Depois desse ato de fé, ela foi dormir. Durante a madrugada ela acordou com Santo Antônio sentado aos pés de sua cama. Ele estava muito chateado com ela por tê-lo colocado de castigo. A vovó me contou que ouviu Santo Antônio dizer a ela: – você acha justo me deixar de ponta-cabeça? E se esse seu pedido não for o melhor para a situação? Quem te disse que seus planos de vida são melhores que os planos que Deus traça? Minha avó, assustada, levantou-se, colocou a imagem do santo em seu lugar e passou a noite rezando e se desculpando com ele.

Era divertido ver a minha avó contar que levou uma baita bronca do Santo, mas mais engraçado foi a seriedade com que ela contava a história.
Minha avó me confessou que nunca havia parado pra pensar que seus planos de felicidade para aqueles que amava poderiam não ser os melhores.

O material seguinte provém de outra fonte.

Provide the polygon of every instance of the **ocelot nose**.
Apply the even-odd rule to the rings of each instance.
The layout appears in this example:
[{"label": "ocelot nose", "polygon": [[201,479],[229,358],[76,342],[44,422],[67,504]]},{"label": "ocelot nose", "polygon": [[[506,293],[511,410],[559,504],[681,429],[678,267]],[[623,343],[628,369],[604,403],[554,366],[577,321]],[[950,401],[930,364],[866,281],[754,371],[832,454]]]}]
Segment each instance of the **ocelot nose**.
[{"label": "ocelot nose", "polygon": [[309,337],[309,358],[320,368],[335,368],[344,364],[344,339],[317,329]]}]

Deus, sim, estava bem mais habituado em escrever belíssimas histórias felizes.

Minha avó e eu conversamos muito e ela me fez entender que tínhamos de tomar muito cuidado com aquilo que pedíamos, nem sempre o que queremos é a melhor solução. Ela me dizia: – Reze, mas peça para que o melhor aconteça, e não ouse dizer o que é melhor. Definitivamente você não sabe, acredite!

Até hoje não sei se realmente aconteceu essa história de Santo Antônio com a minha avó, mas passei a acreditar que os planos de Deus poderiam ser melhores que os planos que eu fazia para mim. Eu acreditei na amizade e na força da fé da minha avó. Assim, também confio a Santo Antônio as minhas angústias. A imagem que era dela habita em minha casa e eu a olho sempre, muito mais com o carinho que se olha a um amigo do que com a veneração que coloca a uma imagem. E ele está aqui, comigo, sem nunca precisar virá-la de ponta-cabeça.